Traffico de gli ebrei in Melegnano
Ad integrare la complessità economica melegnanese, nel 1387 un decreto ducale del 5 novembre permise agli ebrei l’entrata nel territorio di Milano, con la facoltà di emettere prestiti e mutui in denaro, con il sistema dell’usura. Essi trafficavano a Milano, ma portavano i loro pegni in località più distanti da Milano: Monza, Abbiategrasso e Melegnano. Questi ebrei potranno vivere in Melegnano per oltre cento anni, quando verrà loro proibito la permanenza di oltre tre giorni nel nostro borgo.  L’esosità ebrea talvolta esasperava i Melegnanesi, come il giovedì santo del 1450 quando fu dato una specie di assalto notturno ad una casa ebrea che ha richiesto l’intervento del magistrato.

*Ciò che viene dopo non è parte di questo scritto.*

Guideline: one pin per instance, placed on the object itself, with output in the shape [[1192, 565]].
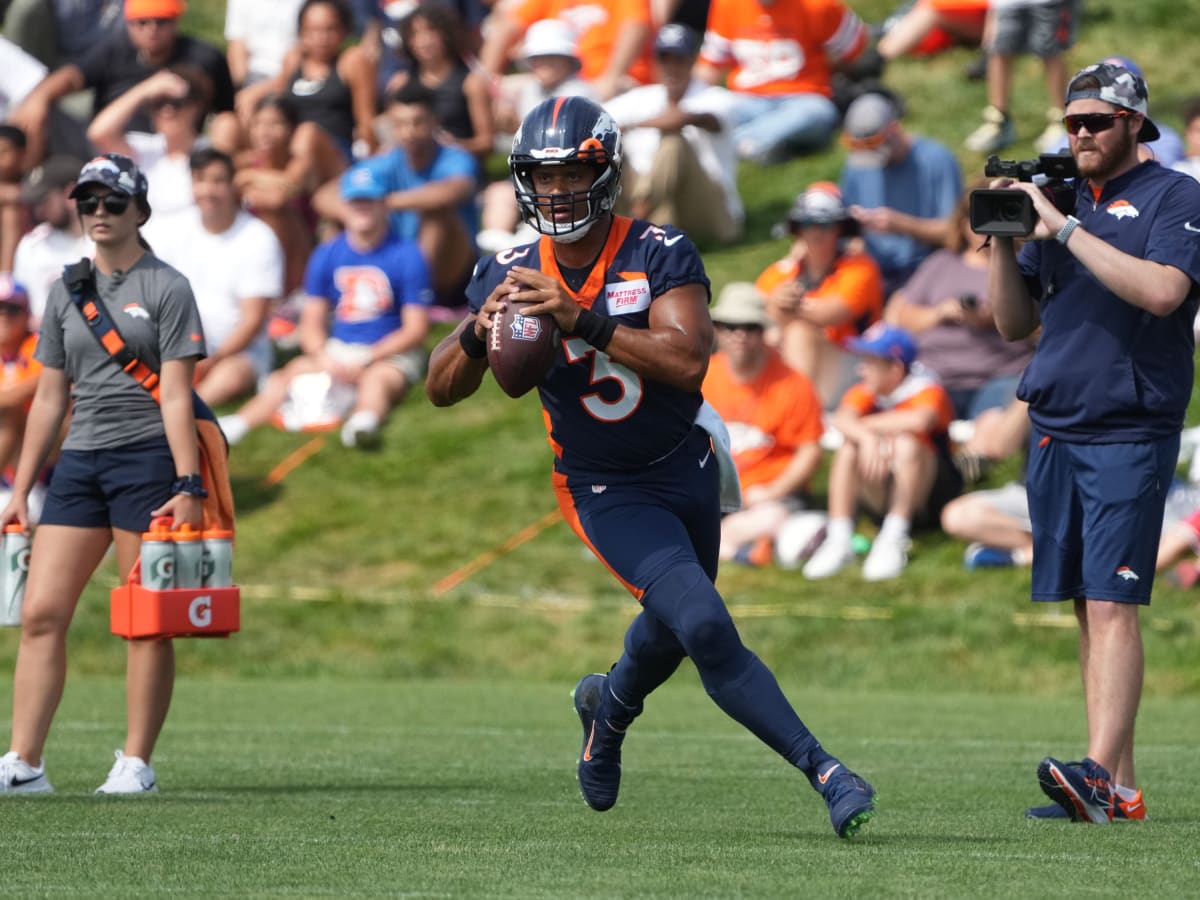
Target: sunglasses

Nel 1471 un ebreo, di nome Benedetto, si lego’ amichevolmente al castellano Galeazzo Beccaria che tenne il potere per circa dieci anni, richiamato più volte al dovere dal duca: egli era d’accordo con gli assessori comunali e con i medici del paese, i quali, però, dovevano ascoltare il parere dei padri di famiglia a nome di tutta la comunità melegnanese. Ma il castellano tirava dritto per i suoi affari con l’ebreo, fino all’intervento personale del duca del 28 febbraio 1482.  Tra la schiera degli ebrei accettati e prediletti dai duchi vi era anche un certo Bonomo de’ Melignano il quale è definito dilecto familiari nostro. Egli ebbe pure il passaporto ducale per andare dove voleva, con due compagni di viaggio, sia a piedi, sia a cavallo con i necessari arnesiis, valisiis, bulgis, fardellis. Il nostro melegnanese, quindi, era tra i più graditi al duca - Ludovico il Moro, che fra poco avremo modo di incontrare - il quale scriveva di Bonomo che era in nos ac in statum nostrurn singulari fide et devotione, che significa: questo uomo è di una fedeltà eccezionale e di una devozione rara verso di me e del mio Stato.